La Verdadera Musulmana No Ruega A Dios Contra Sus Hijos

  La mujer musulmana prudente no ruega en contra de sus propios hijos, acatando las palabras del Profeta quien prohibió tales oraciones por temor a que éstas sean ofrecidas en un momento del día en que las oraciones son respondidas. Esto fue manifestado en el prolongado Hadîz narrado por Yâbir, en el cual el  Profeta  dijo:

"No imploréis contra vosotros mismos, o en contra de vuestros hijos, o en contra de vuestros bienes, por si acaso pronunciáis dichas palabras en un momento en que Allah responde a vuestra plegaria".21

   El implorar en contra de nuestros propios hijos no es un buen hábito.
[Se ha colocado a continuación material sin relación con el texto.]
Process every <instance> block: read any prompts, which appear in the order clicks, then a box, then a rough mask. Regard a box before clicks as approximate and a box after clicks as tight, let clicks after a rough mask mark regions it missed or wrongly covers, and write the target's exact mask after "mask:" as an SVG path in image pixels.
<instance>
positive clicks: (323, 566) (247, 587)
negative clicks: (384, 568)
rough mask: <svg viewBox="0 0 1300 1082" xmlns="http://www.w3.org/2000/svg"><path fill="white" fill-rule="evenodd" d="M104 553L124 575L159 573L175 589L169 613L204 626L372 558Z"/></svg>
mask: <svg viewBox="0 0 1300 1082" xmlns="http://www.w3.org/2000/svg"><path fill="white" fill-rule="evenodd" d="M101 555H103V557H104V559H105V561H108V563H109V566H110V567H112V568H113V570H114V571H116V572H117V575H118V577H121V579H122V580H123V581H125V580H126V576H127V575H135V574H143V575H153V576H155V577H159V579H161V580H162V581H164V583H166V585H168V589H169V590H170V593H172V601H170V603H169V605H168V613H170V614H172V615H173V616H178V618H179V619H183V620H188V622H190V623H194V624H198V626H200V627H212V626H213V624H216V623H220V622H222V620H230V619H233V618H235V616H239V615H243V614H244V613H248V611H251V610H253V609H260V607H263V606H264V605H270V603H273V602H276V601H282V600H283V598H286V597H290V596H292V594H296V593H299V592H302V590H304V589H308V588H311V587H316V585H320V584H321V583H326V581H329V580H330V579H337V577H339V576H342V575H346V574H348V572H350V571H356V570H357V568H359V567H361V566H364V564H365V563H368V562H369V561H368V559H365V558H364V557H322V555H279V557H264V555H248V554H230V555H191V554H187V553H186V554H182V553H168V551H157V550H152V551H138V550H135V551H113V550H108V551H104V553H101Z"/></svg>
Ninguna madre realiza esto en momentos de ira sin que se arrepienta más tarde, después de recobrar la calma. Yo no creo que una madre que verdaderamente ha buscado la guía del Islam pueda perder la cabeza y su equilibrio hasta el grado que llegue a orar contra sus propios hijos, no importa lo que hayan hecho. Tal mujer no se perdonará fácilmente haber cometido eso dejándose llevar sólo por la necedad y el arrebato.


21  Sahîh Muslim, 18/139, Kitâb az zuhd, bâb hadîz Yâbir at tauîl.